Après quelques tensions entre l´Etat et la Ville sur la conduite des opérations, les travaux s´achèvent vers 1885. Délimité à l'ouest par la rue du Godet, le nouvel espace créé est divisé en trois parties : le grand terre-plein central entre le boulevard Arago et le quai Monge devient la place La Rochefoucault-Liancourt, du nom du fondateur des écoles des Arts et Métiers ; la partie triangulaire située entre le boulevard Arago et l´Ecole des Arts et Métiers prend le nom de place des Arts ; enfin, une esplanade d´une soixantaine de mètres de large sur cent mètres de long - avenue de l´Ecole des Arts - précède l´entrée monumentale de l´établissement. Des plantations d´arbres délimitent tous ces espaces. Quelques embellissements devant l´Ecole voient le jour, ainsi un kiosque à musique en 1892 (le second après celui du jardin du Mail) que devait accompagner, selon une délibération municipale, un square circulaire bordé d´acacias boules.
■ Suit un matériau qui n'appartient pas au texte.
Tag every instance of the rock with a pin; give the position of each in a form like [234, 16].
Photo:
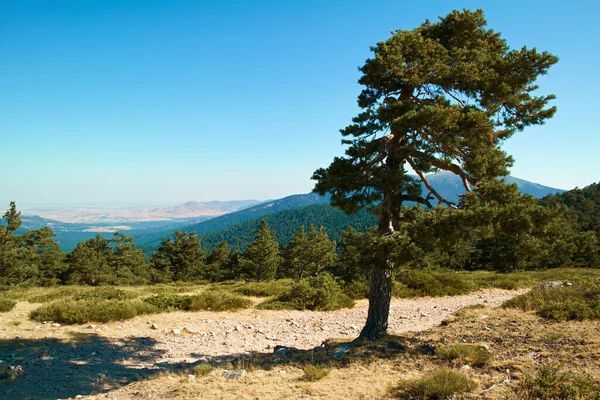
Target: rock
[341, 350]
[549, 285]
[234, 374]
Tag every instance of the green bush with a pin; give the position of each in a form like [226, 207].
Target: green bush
[314, 373]
[210, 300]
[320, 293]
[219, 301]
[577, 302]
[435, 283]
[6, 304]
[473, 355]
[442, 384]
[551, 383]
[357, 290]
[105, 293]
[79, 312]
[264, 289]
[168, 302]
[202, 369]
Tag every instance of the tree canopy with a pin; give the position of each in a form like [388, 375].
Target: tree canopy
[443, 96]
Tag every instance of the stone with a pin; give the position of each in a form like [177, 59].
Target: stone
[234, 374]
[341, 350]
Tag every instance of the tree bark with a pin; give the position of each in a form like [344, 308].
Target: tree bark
[380, 296]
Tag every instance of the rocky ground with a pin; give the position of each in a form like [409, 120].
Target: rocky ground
[50, 361]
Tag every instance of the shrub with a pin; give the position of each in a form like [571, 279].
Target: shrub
[321, 293]
[264, 289]
[6, 304]
[357, 290]
[209, 300]
[79, 312]
[218, 301]
[442, 384]
[551, 383]
[169, 302]
[577, 302]
[314, 373]
[104, 293]
[473, 355]
[202, 369]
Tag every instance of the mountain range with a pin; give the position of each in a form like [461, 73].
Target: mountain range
[240, 218]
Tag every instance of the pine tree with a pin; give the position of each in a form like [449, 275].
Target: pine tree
[443, 96]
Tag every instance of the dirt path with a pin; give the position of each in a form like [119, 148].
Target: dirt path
[66, 361]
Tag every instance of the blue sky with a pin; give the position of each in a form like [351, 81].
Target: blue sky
[169, 101]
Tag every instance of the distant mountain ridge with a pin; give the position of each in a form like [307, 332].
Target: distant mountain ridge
[447, 184]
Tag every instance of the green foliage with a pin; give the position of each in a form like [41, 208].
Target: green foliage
[473, 355]
[99, 261]
[440, 385]
[7, 304]
[79, 312]
[319, 293]
[264, 289]
[551, 383]
[314, 373]
[210, 300]
[219, 301]
[179, 260]
[308, 255]
[262, 259]
[202, 369]
[577, 302]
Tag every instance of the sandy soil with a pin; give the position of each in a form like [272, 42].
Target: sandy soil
[66, 361]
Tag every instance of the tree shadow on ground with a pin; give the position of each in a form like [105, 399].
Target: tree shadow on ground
[81, 365]
[331, 354]
[90, 364]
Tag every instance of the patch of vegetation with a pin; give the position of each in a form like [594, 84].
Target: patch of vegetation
[442, 384]
[357, 290]
[219, 301]
[264, 289]
[79, 312]
[202, 369]
[320, 293]
[210, 300]
[6, 304]
[577, 302]
[551, 383]
[314, 373]
[473, 355]
[105, 293]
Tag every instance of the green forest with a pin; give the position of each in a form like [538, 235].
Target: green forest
[556, 231]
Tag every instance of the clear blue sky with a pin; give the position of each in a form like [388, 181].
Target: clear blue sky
[167, 101]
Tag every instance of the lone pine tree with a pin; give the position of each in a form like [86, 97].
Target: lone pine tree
[443, 96]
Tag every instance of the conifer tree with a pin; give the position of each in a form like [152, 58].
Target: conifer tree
[262, 260]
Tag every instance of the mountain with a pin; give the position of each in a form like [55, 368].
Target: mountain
[227, 220]
[286, 223]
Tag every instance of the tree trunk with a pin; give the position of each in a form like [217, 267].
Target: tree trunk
[379, 304]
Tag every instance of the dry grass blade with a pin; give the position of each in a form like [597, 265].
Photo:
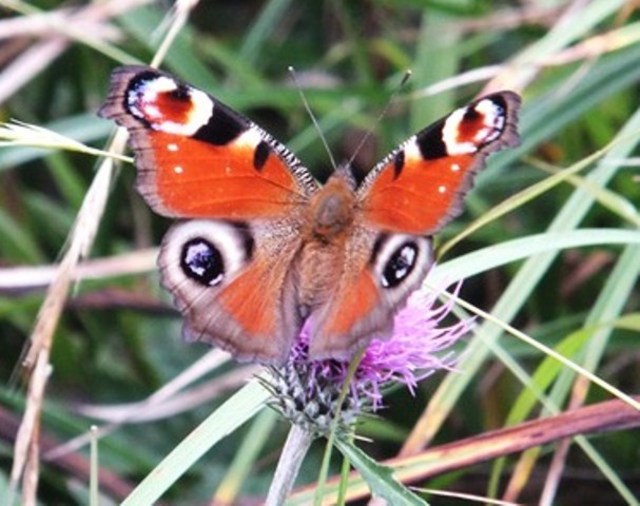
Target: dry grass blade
[37, 356]
[606, 416]
[20, 279]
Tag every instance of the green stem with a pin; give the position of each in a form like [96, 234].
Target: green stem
[295, 448]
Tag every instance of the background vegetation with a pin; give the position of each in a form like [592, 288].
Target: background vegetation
[557, 255]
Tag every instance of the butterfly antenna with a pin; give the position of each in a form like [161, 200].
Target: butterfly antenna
[383, 113]
[292, 71]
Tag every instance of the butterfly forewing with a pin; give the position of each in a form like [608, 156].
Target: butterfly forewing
[197, 157]
[419, 187]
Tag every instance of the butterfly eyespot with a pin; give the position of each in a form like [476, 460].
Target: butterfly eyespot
[400, 265]
[203, 262]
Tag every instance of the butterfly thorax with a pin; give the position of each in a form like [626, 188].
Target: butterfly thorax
[332, 210]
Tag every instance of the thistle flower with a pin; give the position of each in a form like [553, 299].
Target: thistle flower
[307, 391]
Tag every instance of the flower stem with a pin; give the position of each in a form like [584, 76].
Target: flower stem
[295, 448]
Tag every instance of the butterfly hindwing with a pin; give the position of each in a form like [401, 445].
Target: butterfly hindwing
[231, 292]
[196, 157]
[419, 187]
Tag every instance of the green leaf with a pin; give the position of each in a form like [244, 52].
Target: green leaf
[379, 478]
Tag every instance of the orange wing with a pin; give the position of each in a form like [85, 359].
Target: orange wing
[197, 157]
[419, 187]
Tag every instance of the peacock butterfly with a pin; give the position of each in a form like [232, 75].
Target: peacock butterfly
[261, 247]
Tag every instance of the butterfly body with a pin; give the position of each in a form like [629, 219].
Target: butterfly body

Souvent détériorés, ceux-ci ont assurément disparu en 1924 quand la place des Arts est avalée par les extensions de l´Ecole.
Dès sa création, cet espace arboré en coeur de ville, vide de toute construction, répond à des besoins que les rares autres places d´Angers ne pouvaient satisfaire. Le quartier de la Doutre bénéficie de l´activité économique de ce nouveau champ de foire (1ère appellation) qui reçoit mensuellement le marché aux bestiaux, auparavant installé dans le quartier de Saint-Serge. Tout aussi rapidement, la place accueille toutes les manifestations de grande envergure spatiale : fêtes des Fleurs de 1894, festivités de toutes sortes, théâtre, musique, cirque, feux d´artifices, revues militaires, fêtes nationales du 14 Juillet, concours agricoles, congrès, jusqu´à des courses de taureaux et des arrivées du Tour de France ; la foire-exposition d´Angers s´y installe de 1936 à 1984, et la fête de Saint-Martin s´y déroule depuis 1964. Plus prosaïquement, la place La Rochefoucault rend un grand service quotidien aux habitants des deux rives, en assurant l´unique stationnement gratuit du centre ville.